Le « jardin » des soldats
David Fiasson, agrégé d’histoire et ancien élève de l’ENS de Lyon, a été lauréat successivement des prix Louis d’Estouteville et Robert de Torigny décernés par les Amis du Mont Saint-Michel, en récompense de ses travaux sur le Mont Saint-Michel pendant la Guerre de Cent Ans. Son intervention le vendredi 10 avril à Avranches s’inscrivait dans le cadre du cycle de conférences publiques hors les murs à l’initiative de François Saint-James, consacré aux jardins. Le conférencier, avec un humour certain, a parfaitement relevé le challenge posé par ce titre pouvant paraître quelque peu incongru.

David Fiasson a commencé sa conférence en mentionnant que les historiens ayant travaillé sur ce sujet au XIXè siècle, en particulier Siméon Luce et Oscar de Poli, ont présenté une vision très influencée par le contexte politico-religieux de l’époque, pouvant expliquer ainsi un certain manque d’objectivité dans leurs conclusions.


Pendant cette période troublée de la Guerre de Cent Ans, une nécessaire cohabitation entre habitants, soldats et religieux va devoir s’installer sur le rocher. Au début du XVe siècle, on peut estimer la population locale à 900 habitants, auxquels s’ajoutent quelques 700 soldats et auxiliaires et environ 25 moines et leurs serviteurs. Des montois ayant quitté le rocher, certaines de leurs maisons sont occupées par des soldats, tandis qu’une partie de la garnison loge au sein même de l’abbaye. Ce partage du lieu entre 3 catégories d’habitants aux modes de vie et aux besoins très différents ne va pas être sans poser problème.
Le conférencier a tout d’abord décrit les ressources à la disposition de cette population hétérogène. L’eau tout d’abord, indispensable, recueillie et conservée dans des puits et citernes dont certaines vont être alimentées par des seaux d’eau puisés dans le Couesnon. Les terres cultivables bien que restreintes, permettent de récolter des légumes, et des animaux, volailles, bœufs et cochons sont élevés sur le Mont, ajoutant une ressource carnée aux produits tirés de la mer. Ces productions sur place s’avèrent tout de fois insuffisantes. Grâce aux Bretons, en particulier les Malouins, un véritable cordon ombilical par voie de mer va s’instaurer, ravitaillant ainsi le rocher en diverses denrées dont le vin d’Anjou…

La garnison présente sur le Mont va aller quérir sur terre des ressources supplémentaires, véritables gains de guerre, au moyen de trois modes d’action : aventures, courses et appatis. Les aventures, avec une dizaine de soldats qui vont aller se servir dans un rayon qui n’excède pas 25 km, les courses dans lesquelles quelques cent hommes vont aller rançonner un convoi ou un village, et les appatis, contribution forcée levée sur une paroisse ennemie, vont permettre aux hommes d’armes d’amener victuailles et biens sur le rocher et d’améliorer leur quotidien.
Les religieux vont être les premiers à souffrir de la présence des militaires, ceux-ci n’ayant pas hésité à faire main basse sur les réserves d’argent de l’abbaye et autres biens déposés par des institutions religieuses qui les pensaient en lieu sûr. Les moines auront cependant réussi à sauvegarder les reliques !!! Les militaires vont également exercer eux-mêmes la justice, auparavant dans les mains du vicomte d’Avranches, dressant fourches et gibets dans la grève, véritable abus de pouvoir aux yeux des religieux.
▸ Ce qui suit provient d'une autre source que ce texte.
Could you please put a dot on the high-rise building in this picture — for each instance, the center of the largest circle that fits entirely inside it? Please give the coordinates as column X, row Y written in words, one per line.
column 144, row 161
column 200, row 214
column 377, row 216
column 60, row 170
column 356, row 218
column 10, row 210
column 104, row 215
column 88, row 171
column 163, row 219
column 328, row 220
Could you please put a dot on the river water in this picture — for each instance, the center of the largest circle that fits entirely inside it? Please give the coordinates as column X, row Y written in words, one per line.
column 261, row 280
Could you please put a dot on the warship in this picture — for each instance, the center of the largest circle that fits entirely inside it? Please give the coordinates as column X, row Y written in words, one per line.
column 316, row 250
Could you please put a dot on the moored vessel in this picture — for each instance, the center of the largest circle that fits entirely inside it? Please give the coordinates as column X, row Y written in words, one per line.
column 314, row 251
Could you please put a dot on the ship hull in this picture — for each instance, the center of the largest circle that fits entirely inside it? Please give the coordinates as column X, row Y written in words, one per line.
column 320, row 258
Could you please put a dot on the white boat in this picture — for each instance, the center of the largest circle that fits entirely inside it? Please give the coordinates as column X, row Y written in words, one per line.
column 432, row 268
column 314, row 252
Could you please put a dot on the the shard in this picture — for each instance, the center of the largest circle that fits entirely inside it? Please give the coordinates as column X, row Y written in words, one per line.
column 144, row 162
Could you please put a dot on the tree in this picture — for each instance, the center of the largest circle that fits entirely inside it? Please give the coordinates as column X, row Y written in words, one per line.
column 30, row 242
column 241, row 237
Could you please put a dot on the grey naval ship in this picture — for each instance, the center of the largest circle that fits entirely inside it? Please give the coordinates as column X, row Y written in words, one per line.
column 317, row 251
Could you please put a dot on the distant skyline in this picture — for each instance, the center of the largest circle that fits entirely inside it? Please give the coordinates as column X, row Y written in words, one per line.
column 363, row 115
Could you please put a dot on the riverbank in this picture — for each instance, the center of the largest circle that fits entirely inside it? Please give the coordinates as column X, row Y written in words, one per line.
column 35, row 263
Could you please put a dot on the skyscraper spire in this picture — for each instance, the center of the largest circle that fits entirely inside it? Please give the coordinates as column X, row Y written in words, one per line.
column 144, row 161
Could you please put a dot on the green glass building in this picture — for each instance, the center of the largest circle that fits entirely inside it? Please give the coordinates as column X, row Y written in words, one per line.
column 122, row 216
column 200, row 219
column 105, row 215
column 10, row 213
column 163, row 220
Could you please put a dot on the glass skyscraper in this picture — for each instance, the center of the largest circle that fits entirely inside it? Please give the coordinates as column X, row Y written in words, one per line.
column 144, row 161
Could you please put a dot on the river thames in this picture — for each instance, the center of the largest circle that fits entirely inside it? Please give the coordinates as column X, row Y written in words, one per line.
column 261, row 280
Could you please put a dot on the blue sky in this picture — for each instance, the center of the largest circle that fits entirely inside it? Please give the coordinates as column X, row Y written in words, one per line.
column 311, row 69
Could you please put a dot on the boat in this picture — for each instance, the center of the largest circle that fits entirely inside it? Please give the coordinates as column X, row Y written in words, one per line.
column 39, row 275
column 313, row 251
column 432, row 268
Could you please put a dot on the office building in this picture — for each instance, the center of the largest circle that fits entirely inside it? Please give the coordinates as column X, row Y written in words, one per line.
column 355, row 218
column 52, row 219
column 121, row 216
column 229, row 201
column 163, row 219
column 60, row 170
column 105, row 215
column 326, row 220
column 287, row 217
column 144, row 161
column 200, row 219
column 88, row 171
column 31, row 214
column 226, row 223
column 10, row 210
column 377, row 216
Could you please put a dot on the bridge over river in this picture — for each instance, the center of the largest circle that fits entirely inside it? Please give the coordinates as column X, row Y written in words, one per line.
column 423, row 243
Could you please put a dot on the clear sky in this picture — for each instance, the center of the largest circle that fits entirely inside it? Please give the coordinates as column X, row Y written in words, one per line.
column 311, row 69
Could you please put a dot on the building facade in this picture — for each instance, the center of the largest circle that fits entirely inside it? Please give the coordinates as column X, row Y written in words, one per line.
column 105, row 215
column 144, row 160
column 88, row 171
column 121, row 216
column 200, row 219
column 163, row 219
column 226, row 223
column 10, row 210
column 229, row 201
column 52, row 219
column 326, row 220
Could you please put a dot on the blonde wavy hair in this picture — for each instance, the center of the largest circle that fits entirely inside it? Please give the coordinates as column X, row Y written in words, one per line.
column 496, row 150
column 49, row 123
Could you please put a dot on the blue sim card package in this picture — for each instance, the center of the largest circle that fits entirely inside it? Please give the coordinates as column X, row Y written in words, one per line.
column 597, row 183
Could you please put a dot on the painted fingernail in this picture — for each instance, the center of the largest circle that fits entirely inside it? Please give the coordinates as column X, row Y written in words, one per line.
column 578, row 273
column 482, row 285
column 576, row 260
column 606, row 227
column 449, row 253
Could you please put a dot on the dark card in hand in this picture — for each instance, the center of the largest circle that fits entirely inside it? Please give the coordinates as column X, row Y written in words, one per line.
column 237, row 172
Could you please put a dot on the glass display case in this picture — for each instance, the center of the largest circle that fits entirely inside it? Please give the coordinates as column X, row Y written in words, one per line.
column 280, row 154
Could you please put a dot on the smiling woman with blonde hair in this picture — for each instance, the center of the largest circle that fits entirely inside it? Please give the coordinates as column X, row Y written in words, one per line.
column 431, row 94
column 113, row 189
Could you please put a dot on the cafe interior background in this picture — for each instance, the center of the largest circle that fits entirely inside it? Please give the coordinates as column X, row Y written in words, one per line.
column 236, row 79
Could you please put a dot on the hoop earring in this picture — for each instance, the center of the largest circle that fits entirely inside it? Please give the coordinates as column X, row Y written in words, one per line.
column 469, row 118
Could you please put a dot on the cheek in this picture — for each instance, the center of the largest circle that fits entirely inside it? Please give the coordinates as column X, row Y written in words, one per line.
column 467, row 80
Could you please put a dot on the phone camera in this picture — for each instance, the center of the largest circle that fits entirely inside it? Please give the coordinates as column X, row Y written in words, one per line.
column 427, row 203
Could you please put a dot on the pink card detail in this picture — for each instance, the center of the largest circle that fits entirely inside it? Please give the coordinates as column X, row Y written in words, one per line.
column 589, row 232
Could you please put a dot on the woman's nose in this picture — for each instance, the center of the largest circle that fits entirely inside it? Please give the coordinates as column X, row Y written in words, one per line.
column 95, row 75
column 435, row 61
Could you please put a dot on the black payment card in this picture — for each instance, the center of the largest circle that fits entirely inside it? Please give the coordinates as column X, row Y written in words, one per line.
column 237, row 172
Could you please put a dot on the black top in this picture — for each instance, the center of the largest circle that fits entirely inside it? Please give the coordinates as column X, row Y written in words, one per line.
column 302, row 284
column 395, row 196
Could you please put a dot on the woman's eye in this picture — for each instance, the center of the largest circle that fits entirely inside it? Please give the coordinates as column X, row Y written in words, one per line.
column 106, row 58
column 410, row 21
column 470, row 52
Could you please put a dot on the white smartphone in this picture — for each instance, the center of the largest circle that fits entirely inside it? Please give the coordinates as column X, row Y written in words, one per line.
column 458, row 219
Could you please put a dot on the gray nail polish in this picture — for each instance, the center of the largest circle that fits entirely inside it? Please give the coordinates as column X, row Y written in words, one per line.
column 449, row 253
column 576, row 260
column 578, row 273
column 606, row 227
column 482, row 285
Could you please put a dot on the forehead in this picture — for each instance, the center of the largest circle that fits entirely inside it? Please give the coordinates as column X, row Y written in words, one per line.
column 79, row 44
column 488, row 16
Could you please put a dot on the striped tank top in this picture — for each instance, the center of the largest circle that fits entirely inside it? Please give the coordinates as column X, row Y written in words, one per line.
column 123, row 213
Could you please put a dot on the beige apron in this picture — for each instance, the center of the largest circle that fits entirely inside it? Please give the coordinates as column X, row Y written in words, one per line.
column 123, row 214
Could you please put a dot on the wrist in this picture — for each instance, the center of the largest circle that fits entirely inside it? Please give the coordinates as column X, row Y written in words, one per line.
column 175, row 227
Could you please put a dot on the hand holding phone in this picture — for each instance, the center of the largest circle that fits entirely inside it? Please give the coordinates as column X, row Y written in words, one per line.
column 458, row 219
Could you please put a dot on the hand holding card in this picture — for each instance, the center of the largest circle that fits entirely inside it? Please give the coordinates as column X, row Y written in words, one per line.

Qu’en est-il des distractions ?
En premier lieu, le temps libre des hommes d’armes se passe dans les tavernes, que l’on peut estimer à une vingtaine à cette époque sur le Mont, jouant aux dés ou au jeu de tables. Les soldats pratiquent aussi le tir à l’arc, qui peut servir d’arbitre pour déterminer qui va payer les consommations, et de véritables tournois entre équipes de plusieurs hommes sont organisés dans la baie à marée basse. Sans oublier bien sûr la présence de prostituées que l’on fait monter jusque dans l’abbaye, ce qui n’est pas sans créer certains contentieux avec les religieux…


L’auditoire nombreux, attentif et conquis a vivement applaudi David Fiasson, l’encourageant à revenir ultérieurement pour relater d’autres aspects de la vie au Mont pendant cette période dans laquelle « l’irréductible rocher » fut le seul endroit à tenir tête aux Anglais. En attendant, il est possible et conseillé de se procurer l’ouvrage de David Fiasson : Le Mont-Saint-Michel dans la guerre de Cent Ans paru aux Presses Universitaires de Rennes en début d’année.